Enhanced BAFF expression is negatively correlated with a suppressed isotype-switched memory B cell pool in CVID patients with complications

Abstract

Common variable immunodeficiency (CVID) is a primary immunodeficiency due to selected genetic defects. This syndrome is frequently associated with non-infectious complications such as interstitial lung disease, enteropathy, autoimmunity and malignancies, with lack of isotype-switched B cells. B cell–activating factor (BAFF) is one of the TNF family members important for IgA class switching and plasma cell survival. Excessive levels of BAFF are found in CVID patients. In this study, we investigated the correlation of BAFF levels with isotype-switched memory B cells. Serum BAFF levels in 70 CVID patients and 15 healthy controls were measured by ELISA. The percentages of isotype switched-memory B cells were measured by flow cytometry. The correlation between BAFF and isotype-switched memory B cells in CVID patients with and without complications were analyzed by Pearson’s correlation.
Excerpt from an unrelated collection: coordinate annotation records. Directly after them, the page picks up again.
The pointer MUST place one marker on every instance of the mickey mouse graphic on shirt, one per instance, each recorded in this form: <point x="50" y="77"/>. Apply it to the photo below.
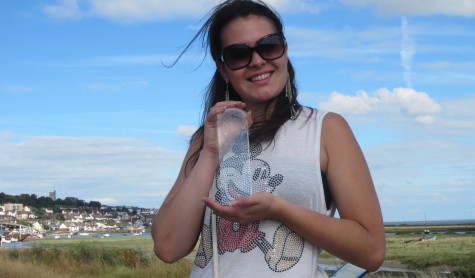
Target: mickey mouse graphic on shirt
<point x="286" y="248"/>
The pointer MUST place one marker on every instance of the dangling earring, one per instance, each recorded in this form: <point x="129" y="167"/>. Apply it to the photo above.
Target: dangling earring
<point x="288" y="94"/>
<point x="226" y="94"/>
The serum BAFF levels in all CVID patients were significantly higher than healthy controls (p<0.0001), whereas BAFF levels are higher in the group with non-infectious complications than the group without complications (p <0.005). In contrast, isotype-switched memory B cells were significantly lower in CVID patients than healthy controls (p <0.001). Furthermore, BAFF levels in all CVID patients and the group with complications were negatively correlated to isotype-switched memory B cells (p=0.012). Our data suggests that excessive BAFF expression in CVID patients with non-infectious complications may cause suppression of memory B cell switching. Alternatively exhaustive switching memory B cell pools in CVID patient may drive upregulation of BAFF, promoting the non-infectious complications. Future study to reveal the underlying mechanism is needed.